Orchestra Mozart, Claudio Abbado
Rossini: Overture to L’Italiana in Algeri
Mozart: Symphony No. 35, ‘Haffner’
Mendelssohn: Symphony No. 4, ‘Italian’
Rossini: Overture to Il barbiere di Siviglia (encore)
The Bologna-based Orchestra Mozart is somewhere between the third and sixth ensemble Claudio Abbado has founded, depending on how you define founding. It is also one of only three orchestras which Abbado has committed to performing with for the indefinite future, together with the Berliner Philharmoniker and Lucerne Festival Orchestra. There’s no cause for concern if you’re thinking that of these three the Orchestra Mozart is the one he’s most likely to tour with – and not because Abbado has a habit of changing his mind. Their playing under his direction is immaculate, light as a feather, and fresh. Tempi are lively and focus is for the most part on phrases rather than lines, but Abbado has them play on modern instruments and motivic underscoring seems very much structurally directed.

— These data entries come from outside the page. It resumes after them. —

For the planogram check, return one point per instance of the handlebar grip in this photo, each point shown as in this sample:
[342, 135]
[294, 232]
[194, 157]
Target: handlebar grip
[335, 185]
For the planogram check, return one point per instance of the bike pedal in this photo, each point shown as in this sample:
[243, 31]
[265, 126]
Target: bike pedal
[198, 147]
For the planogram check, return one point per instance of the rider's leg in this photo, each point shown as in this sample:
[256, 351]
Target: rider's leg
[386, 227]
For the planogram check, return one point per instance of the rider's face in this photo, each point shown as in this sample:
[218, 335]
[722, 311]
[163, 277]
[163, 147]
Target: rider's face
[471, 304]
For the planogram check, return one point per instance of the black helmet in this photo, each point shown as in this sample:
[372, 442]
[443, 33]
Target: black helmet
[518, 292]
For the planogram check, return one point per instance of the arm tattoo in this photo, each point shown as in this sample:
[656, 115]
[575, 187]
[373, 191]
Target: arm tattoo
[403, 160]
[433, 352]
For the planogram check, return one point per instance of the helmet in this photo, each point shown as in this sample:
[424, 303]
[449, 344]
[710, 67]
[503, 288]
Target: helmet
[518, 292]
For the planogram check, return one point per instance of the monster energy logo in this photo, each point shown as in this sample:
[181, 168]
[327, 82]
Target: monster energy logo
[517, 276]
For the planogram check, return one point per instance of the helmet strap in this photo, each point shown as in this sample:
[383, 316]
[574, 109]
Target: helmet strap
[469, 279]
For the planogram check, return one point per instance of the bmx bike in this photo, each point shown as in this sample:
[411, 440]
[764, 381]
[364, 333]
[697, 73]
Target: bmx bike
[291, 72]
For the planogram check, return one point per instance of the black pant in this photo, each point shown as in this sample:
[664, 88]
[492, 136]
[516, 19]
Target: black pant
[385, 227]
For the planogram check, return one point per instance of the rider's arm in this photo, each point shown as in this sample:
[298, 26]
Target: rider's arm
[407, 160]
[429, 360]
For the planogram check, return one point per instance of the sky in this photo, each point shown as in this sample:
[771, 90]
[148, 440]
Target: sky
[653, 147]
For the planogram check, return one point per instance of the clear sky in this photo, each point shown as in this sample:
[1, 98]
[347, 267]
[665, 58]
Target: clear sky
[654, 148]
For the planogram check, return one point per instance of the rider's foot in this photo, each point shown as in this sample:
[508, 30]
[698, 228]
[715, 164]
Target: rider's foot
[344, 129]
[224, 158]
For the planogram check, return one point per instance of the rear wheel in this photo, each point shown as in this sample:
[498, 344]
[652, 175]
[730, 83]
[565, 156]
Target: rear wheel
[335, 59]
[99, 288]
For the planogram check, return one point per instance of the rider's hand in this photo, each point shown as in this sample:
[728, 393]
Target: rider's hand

The Haffner had all of this, but proportions were a little off. The second subject of the Andante was sufficiently rushed to make the movement seem episodic. The opening of the Presto was held back to tension-deflating effect, presumably the opposite of Abbado’s intention. After a very strong first movement, these little things bothered me.
I had fewer reservations about the Mendelssohn. The opening phrase sprang into life with remarkable spontaneity, and the balance between reproducing carefully rehearsed phrasing and letting go was sustained throughout the movement. The last movement felt similar but could have been taken at a slightly steadier pace for the sake of the woodwind filigree. An old school Romantic approach to the Andante can make its textures sound like organ music (pesante bass always a giveaway), as does the HIP treatment, I think, in its own way. Light vibrato and a more sustained, expressive melodic line isn’t enough, as Abbado seems to have realised; inner voices sounded carefully shaped and checked more than once for balance. What can I say? It’s very rare that this movement doesn’t make me think of Mendelssohn’s sixth organ sonata.
The familiar may not have always sounded so new in this concert, but Abbado’s classical style is about reconciling the polar opposites of performance practice in imaginative and well-grounded ways and it’s worth hearing him conduct the Orchestra Mozart just for that.